酔生夢死浪人日記

 日々、思いついたさまざまなことを気ままに綴っていく

炎のごとく~ダイアン・アーバスが問いかけるもの

2005-07-25 04:50:19 | カルチャー

 1971年の夏、ダイアン・アーバスは自ら命を絶った。享年48歳、あす(26日)が命日に当たる。本稿ではダイアンの伝記である「炎のごとく」(パトリシア・ボズワース著)を下敷きに、論を進めたい。

 ダイアンは23年3月14日、ユダヤ系の大ブルジョア、ネメロフ家の第2子としてニューヨークに生まれた。後に詩人、作家としてピュリツァー賞に輝く兄ハワードとの絆は強かったが、両親との関係は希薄だった。ダイアン自身、<わたしは孤児だった>と語っているほどである。<仮面家族>で育ったダイアンには、幼い頃から他者との奇妙な距離感――爪弾きされた者へのシンパシー――が芽生えていた。

 <(上流階級から)全力をあげて這いおりてきた>という回想通り、ダイアンは資産家の娘たる自分自身に反逆する。アラン・アーバスと恋に落ち、父の反対を押し切って18歳で結婚した。二人の娘の母として家庭を守りながら、ファッション写真家のアランに協力する。助手、メイク担当、アドバイザーに徹し、業界では<共生生物のような夫婦>として知られるようになる。

 美貌と独特の存在感で周りの者を魅了したダイアンだが、アランと組んでいる時期は奔放さを抑えていた。例外はアレックス・エリオットで、トリフォーの「突然炎のごとく」そのものの三角関係を演じたことは、伝記のタイトルが物語っている通りだ。<すべての形は正しく見れば美しい>というアレックスの言葉は、ダイアンを大きく触発したようだ。

 アランとの20年間のコンビを解消したダイアンは、独自の道を歩み始める。対象はホームレス、障害者、フリークス、倒錯者、異常者たちであった。師と仰いだリゼット・モデルは、<ダイアンの写真の多くは、自分の心にとりついている顔や夜の世界から自分を解放するために撮られたもの>と述べている。畏れとともに封印していた内なる<怪物>が、30代半ばにして覚めた。
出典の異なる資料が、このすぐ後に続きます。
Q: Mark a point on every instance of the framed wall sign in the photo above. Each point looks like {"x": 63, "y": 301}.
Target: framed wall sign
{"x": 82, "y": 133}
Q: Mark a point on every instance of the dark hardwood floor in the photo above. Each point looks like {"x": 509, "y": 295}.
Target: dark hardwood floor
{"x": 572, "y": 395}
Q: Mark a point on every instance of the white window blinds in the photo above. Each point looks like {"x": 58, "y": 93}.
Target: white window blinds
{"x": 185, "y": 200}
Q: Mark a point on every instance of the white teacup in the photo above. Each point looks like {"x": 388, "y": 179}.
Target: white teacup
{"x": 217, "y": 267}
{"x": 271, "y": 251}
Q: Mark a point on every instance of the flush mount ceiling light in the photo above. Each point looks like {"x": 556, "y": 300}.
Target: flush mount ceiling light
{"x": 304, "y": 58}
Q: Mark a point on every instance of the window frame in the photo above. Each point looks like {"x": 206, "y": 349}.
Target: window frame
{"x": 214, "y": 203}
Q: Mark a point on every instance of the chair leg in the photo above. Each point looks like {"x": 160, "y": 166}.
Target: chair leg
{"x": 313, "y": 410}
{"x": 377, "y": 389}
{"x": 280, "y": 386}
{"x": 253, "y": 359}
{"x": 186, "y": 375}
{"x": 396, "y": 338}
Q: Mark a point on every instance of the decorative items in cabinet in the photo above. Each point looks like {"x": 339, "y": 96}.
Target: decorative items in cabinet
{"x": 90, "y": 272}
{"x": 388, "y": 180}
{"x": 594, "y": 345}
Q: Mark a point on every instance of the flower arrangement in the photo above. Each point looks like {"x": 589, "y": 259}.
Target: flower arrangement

 <ダイアンはあらゆるものの真実の姿を暴露したが、それは世の終末をあらわしているようだった>(「エスクワイア」誌編集者)、<ダイアンにカメラを与えるのは、赤ん坊に手榴弾を与えるようなもの>(ノーマン・メイラー)……。本書は数多くのダイアン評を紹介している。近代美術館で催された「ニュー・ドキュメンツ展」を経て、ダイアンは方法論のみならず、<フラッシュを直射して正方形の画面にまとめる>技法で、多くのフォロワーを生むことになる。革新者としての名声は得たが、生活は不安定のままで、金を稼ぐための現場では<禿鷹のように襲いかかり、フラッシュをたく>ことも厭わなかった。ダイアンをパパラッチの先駆と位置づける者もいる。

 ダイアンは独立後、多くの男女と性的関係を持つようになる。アランは再婚し、敬愛するマーヴィン・イズラエルには愛する妻がいた。セックスでは埋められない孤独が、ダイアンの心を次第に蝕んでいく。死の直前、ダイアンは少女時代のジレンマ――傑出していることの畏れ――と闘っていた。「ベネチア・ビエンナーレ」へのノミネートも、写真家として前例のない栄誉であり、エール大学からは開講の誘いを受けていた。本人の意思に反し、神格化され、「生ける伝説」になりつつあった。
 
 ダイアンの死後、追悼写真展が各地を巡回し、その名は世界に知れ渡った。キューブリックの「シャイニング」(80年)も認知度アップに貢献する。映画に繰り返し現れて恐怖を呼び覚ます「双子の女児」のイメージが、ダイアンの写真からの借用であることは明らかだった。双子(時には三つ子)もまた、ダイアンが執着したテーマの一つだった。  

 <ダイアンは人間の孤独の性質と、孤独に陥るまいとして涙ぐましい努力をする人間の姿を追求した。超自然的な能力で被写体と同化し、自ら侵害したように見えるプライバシーを浄化した>……。著者のアーバス論で印象的な部分をパッチワークすれば、上記のようになる。写真の世界は門外漢ゆえわからないが、ダイアンの精神を継ぎ、次代のニューヨークの女王に鎮座したのが、詩人、パンクロッカーとして一世を風靡したパティ・スミスだと思う。エキセントリックでストイック、スキャンダラスな点も共通している。

 80枚の写真から成る「ダイアン・アーバス作品集」をめくってみる。一枚一枚の迫力に息を呑んでしまう。目をそむけたくなる写真に対峙し、鈍いしこりを消化することが、自らの浄化に繋がるような気がしてならない。